FIGURE 4.

VDAC1-interacting molecules but not cyclosporine A inhibit cyathin-R-induced apoptosis. Where indicated, apoptosis was analyzed by annexin-V/PI staining and flow cytometry. A and B, Bax^−/−/Bak^−/− MEFs (A) and Bax^−/− HCT116 colon cancer cells (B) were pretreated with 0.5 mm DpC, DIDS, DNDS, or SITS (1 h) at the indicated concentrations, incubated with cyathin-R (5 μm, 24 h), and analyzed for apoptosis. Means ± S.E. (error bars) (n = 3) are presented. C and D, Bax^−/−/Bak^−/− MEFs (C) or Bax^−/− HCT116 colon cancer cells (D) were pretreated with cyclosporin A (CsA) at the indicated concentrations, incubated with 5 μm cyathin-R, and analyzed for apoptosis.

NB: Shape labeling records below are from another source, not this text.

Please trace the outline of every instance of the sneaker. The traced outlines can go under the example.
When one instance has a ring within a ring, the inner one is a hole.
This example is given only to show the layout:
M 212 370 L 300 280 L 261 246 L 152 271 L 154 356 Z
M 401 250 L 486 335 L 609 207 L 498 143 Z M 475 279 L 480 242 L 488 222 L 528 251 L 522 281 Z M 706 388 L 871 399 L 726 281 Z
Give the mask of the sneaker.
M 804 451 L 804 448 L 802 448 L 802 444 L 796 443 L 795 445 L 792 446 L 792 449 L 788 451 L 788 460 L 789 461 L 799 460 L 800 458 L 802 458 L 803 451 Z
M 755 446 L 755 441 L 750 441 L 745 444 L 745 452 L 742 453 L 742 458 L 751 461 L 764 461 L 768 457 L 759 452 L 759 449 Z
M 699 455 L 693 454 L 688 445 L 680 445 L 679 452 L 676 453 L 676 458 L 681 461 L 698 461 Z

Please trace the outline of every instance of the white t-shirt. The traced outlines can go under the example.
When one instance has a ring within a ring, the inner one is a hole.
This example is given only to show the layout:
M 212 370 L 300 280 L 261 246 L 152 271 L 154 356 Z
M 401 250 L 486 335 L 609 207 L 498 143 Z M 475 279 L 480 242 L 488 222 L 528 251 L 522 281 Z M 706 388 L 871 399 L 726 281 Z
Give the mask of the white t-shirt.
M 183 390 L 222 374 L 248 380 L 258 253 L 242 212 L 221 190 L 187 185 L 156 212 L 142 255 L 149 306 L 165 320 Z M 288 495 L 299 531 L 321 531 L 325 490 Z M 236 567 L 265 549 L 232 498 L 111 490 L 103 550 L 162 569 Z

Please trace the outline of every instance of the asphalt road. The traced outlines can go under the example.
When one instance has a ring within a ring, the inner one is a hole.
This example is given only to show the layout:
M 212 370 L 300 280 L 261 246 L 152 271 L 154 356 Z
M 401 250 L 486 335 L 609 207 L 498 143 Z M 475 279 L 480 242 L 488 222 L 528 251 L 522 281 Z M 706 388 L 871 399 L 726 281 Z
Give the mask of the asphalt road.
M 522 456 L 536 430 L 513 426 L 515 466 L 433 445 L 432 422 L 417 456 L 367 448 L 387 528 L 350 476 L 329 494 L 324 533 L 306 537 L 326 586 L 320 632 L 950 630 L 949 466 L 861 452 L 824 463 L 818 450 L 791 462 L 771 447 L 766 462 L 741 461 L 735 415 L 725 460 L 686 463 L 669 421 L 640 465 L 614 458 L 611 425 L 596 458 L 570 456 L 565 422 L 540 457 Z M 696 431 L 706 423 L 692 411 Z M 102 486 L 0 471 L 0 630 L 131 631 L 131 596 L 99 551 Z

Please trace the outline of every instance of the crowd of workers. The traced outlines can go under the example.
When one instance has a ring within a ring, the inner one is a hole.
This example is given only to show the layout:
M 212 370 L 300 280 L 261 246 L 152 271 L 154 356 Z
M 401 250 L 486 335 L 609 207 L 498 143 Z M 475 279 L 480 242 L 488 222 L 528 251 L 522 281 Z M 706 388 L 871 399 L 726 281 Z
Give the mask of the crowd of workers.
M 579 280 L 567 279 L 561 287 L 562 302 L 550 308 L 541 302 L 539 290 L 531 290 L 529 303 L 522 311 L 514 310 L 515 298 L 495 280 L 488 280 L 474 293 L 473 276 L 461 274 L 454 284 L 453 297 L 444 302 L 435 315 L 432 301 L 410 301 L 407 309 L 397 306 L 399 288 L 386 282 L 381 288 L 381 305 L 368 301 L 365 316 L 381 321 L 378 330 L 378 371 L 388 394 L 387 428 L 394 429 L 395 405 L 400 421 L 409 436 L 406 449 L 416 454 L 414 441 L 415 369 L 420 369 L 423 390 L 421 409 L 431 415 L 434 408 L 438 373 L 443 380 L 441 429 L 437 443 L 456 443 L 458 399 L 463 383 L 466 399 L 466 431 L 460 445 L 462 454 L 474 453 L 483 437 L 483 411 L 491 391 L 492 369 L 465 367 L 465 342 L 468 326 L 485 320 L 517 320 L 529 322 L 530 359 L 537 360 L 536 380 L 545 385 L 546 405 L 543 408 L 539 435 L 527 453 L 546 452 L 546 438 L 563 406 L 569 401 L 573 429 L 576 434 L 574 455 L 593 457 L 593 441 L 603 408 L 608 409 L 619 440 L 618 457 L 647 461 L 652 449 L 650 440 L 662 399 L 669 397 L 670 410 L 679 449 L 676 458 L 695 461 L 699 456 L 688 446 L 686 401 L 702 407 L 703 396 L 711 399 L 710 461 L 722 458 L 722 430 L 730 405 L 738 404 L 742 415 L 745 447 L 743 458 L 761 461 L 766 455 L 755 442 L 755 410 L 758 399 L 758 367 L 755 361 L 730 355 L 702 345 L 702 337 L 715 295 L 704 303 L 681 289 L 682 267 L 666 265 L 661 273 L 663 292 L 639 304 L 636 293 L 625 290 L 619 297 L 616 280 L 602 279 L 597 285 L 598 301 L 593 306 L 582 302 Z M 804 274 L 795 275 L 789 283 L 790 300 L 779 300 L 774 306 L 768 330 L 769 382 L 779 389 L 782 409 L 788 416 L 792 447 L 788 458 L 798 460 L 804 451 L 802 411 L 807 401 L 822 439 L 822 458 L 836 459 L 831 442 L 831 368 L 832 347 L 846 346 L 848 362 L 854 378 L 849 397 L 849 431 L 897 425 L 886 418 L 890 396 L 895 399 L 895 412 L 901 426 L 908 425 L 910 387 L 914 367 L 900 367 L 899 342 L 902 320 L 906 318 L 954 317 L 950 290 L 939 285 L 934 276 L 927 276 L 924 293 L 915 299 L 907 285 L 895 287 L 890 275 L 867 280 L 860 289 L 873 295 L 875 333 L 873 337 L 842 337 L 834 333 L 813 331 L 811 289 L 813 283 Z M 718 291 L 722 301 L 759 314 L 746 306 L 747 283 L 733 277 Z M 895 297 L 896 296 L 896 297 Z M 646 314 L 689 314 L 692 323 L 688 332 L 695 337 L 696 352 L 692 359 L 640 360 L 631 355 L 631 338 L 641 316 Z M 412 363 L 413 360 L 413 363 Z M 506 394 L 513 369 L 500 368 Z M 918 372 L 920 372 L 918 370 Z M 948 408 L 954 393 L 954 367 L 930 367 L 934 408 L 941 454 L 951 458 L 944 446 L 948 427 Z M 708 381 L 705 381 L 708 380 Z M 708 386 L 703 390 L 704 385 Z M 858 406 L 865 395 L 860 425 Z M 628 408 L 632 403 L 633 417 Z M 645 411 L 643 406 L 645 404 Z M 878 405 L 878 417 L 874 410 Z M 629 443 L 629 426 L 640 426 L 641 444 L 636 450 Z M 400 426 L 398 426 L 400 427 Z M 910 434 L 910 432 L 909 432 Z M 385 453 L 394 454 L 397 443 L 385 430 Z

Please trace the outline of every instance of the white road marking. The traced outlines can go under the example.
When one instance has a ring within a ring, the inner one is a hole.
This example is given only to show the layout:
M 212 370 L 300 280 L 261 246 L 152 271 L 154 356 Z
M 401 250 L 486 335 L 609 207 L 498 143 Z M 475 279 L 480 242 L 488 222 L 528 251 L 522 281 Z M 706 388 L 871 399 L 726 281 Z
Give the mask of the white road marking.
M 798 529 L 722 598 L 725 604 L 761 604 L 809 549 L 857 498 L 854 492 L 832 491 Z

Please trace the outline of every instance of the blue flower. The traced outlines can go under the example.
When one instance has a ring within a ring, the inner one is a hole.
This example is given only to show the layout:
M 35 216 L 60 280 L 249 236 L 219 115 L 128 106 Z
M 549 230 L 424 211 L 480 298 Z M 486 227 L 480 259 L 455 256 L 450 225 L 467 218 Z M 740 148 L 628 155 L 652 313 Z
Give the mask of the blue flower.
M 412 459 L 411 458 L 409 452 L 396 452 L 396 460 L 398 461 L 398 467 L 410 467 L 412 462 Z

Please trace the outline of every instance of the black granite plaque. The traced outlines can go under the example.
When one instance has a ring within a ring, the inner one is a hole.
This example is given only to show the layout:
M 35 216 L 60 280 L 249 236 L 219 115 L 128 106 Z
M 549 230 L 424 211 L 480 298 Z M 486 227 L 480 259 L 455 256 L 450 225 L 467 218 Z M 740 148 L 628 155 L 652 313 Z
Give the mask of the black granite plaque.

Means ± S.E. (n = 3) are presented. E, cyathin-R reduces VDAC1 channel conductance. VDAC1 was reconstituted into a planar lipid bilayer as described under “Experimental Procedures.” Currents through VDAC1 in response to a voltage step from 0 to 10 mV were recorded before and 30 min after the addition of cyathin-R (5 μm). F, VDAC1 conductance as a function of voltage, from 60 to −60 mV, was recorded before (●) and after (○) the addition of cyathin-R. The average steady-state conductance at a given voltage (G) was normalized to the maximal conductance at 10 mV (G₀). G and H, effect of cyathin-R on the mPTP. PTP opening was assayed as described under “Experimental Procedures.” The effect of cyathin-R (5 μm) on mPTP opening in the absence (G) or the presence of Ca²⁺ (50 μm) (H) was monitored by following changes in absorbance at 520 nm, monitored every 15–20 s with an Ultraspec 2100 spectrophotometer. **, p < 0.01; ***, p < 0.001.